While the Abbatars were being developed, the 10-piece band was being formed and Gisla was fund-raising (the final budget was 140 million pounds, or about $175 million, she said), developing an arena capable of handling all the technology and trying to keep the massive project under wraps. A moment of potential jeopardy came in December 2019, when the team submitted a planning application to the London authorities that had the word “Logo” on technical drawings of the building instead of “Abba,” in the hope no one would investigate further.

When the coronavirus pandemic hit, a project that “already seemed ludicrous before Covid” became “doubly ludicrous” Gisla said, since she was asking backers to trust the idea that 3,000 people would want to dance next to each other in the near future. Materials for the arena’s sound insulation almost got stuck outside Britain when a ship jammed in the Suez Canal; the wood for the building’s facade was meant to come from Russia, but was sourced from Germany at increased expense after Russia invaded Ukraine.

Asked what he had gone through while making the project, Walsh replied, “A nervous breakdown,” then laughed.

Abba Voyage is not the only Abba-themed event in London; the long-running “Mamma Mia!” musical in the West End also regularly attracts boozy bachelorette and birthday parties. Gisla said that like a West End show, Abba Voyage would have to sell about 80 percent of its seats to make a profit. Tickets start at £31, or $38, although few of those cheap seats appear available for the initial run. Attendees pay more — starting at $67 — for a spot on a dance floor in front of the stage.

Andersson, the producer, said he obviously hoped Abba Voyage would be a commercial success — as do the other members of Abba, who are investors — but he insisted he was happy the team had simply “created something beautiful” after so much toil. Ulvaeus said he wouldn’t be surprised if some of the group’s contemporaries consider a similar undertaking: “If they ask me for advice, of course, I would say, ‘It takes a long time and it’s very expensive.’”

At Thursday’s premiere, the audience was split between invited celebrities in the stands (including Sweden’s king and queen) and members of Abba’s fan club on the dance floor, yet in both sections people hugged in joy at the sound of beloved songs, and danced and sang along. The fact that the band onstage wasn’t the flesh-and-blood originals didn’t seem to matter.

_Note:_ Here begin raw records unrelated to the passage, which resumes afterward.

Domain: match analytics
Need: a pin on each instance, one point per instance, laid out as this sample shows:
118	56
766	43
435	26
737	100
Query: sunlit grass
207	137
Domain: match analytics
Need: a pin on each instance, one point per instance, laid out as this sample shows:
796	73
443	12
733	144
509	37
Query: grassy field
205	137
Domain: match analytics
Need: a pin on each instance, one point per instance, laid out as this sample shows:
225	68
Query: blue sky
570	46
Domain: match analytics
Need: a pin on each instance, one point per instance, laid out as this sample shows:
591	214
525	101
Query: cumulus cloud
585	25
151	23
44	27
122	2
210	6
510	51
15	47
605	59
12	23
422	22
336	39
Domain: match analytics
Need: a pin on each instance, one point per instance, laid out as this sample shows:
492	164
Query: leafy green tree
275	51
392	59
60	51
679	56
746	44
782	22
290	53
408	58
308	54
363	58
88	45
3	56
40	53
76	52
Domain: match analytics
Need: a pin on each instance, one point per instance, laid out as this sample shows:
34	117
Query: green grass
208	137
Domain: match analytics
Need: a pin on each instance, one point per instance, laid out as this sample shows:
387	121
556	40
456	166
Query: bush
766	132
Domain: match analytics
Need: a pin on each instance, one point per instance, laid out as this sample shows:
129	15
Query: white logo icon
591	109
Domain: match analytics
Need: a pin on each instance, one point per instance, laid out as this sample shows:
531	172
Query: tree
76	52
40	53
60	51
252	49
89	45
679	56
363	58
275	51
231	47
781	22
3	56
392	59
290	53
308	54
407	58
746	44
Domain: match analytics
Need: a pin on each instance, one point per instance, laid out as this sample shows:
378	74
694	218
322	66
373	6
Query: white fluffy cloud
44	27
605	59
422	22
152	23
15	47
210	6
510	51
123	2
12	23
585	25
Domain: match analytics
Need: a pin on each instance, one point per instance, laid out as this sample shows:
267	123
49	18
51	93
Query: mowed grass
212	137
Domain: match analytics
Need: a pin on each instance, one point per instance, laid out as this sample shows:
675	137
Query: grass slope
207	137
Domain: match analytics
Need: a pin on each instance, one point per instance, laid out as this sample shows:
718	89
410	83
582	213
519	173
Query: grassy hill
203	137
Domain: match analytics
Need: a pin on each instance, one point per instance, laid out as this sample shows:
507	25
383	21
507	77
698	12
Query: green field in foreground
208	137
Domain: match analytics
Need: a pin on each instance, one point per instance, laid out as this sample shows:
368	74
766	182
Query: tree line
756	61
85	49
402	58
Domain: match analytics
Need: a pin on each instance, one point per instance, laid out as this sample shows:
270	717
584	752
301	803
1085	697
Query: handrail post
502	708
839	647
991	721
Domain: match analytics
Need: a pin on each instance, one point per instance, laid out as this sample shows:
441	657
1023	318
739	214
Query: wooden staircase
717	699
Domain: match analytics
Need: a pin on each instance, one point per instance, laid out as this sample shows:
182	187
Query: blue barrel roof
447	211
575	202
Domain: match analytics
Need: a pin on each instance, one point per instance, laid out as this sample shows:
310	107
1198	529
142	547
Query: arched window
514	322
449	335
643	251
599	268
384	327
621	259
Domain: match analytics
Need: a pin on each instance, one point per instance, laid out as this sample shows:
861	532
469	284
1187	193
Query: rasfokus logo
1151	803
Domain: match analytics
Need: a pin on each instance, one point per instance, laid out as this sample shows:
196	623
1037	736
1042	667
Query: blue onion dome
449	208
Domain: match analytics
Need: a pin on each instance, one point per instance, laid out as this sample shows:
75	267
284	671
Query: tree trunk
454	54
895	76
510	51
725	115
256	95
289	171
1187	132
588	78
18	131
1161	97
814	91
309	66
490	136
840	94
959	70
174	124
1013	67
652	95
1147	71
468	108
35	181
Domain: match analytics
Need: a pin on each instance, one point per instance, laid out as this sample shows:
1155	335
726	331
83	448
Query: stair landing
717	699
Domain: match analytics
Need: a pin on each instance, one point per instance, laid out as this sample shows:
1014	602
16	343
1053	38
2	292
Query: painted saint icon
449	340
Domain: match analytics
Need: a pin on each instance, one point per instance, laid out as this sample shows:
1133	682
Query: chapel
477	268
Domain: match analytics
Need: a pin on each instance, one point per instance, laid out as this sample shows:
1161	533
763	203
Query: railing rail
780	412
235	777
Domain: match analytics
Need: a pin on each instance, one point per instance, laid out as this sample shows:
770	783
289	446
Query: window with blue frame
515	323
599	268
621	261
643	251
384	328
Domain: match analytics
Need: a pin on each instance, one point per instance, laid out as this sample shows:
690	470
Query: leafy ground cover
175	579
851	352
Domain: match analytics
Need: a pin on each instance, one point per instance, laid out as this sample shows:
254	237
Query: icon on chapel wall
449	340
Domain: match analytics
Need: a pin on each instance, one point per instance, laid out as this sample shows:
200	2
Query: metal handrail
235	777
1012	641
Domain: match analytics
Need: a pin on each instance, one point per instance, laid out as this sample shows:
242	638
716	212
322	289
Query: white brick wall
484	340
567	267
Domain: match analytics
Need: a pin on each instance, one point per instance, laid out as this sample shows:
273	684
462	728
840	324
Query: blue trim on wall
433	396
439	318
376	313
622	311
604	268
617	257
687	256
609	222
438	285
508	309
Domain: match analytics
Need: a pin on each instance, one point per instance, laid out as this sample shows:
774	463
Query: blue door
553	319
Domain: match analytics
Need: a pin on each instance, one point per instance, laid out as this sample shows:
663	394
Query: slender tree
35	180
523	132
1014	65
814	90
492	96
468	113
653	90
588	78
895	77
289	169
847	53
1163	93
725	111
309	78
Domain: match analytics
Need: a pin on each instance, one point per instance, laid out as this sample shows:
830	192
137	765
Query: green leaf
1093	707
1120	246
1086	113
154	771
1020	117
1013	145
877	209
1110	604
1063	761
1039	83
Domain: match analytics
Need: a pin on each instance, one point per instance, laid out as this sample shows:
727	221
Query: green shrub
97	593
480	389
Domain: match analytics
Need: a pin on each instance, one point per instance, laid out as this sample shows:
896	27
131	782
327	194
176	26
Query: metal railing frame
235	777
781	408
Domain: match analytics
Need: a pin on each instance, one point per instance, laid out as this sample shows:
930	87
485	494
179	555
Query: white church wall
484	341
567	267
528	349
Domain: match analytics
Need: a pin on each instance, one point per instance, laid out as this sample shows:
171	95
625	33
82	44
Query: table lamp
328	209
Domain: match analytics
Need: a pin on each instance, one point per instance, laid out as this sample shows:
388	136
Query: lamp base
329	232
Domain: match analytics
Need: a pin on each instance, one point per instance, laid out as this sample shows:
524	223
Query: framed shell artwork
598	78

For “Waterloo,” the Abbatars simply introduced a huge video of their 1974 Eurovision performance and danced their way offstage as the crowd cheered wildly.

Jarvis Cocker of the band Pulp said he had been left in “a state of confusion” by the show. “I felt very emotional at certain times during that performance, which I’m calling a performance but it wasn’t — it was a projection,” he said. He added, “But I don’t know what it means for the future of mankind.” He suggested avatar shows featuring the Beatles and Elvis Presley wouldn’t be far behind.

The fans outside were too overwhelmed to worry about the show’s implications for the live music industry. Teresa Harle, 55, a postal worker who attended with a friend and ran to the front of the arena to get the best view, said she found the avatars so convincing, she even waved at Faltskog when the show ended.

“It was a once in a lifetime experience,” Harle said, “even though we’re coming again tomorrow, and Saturday.”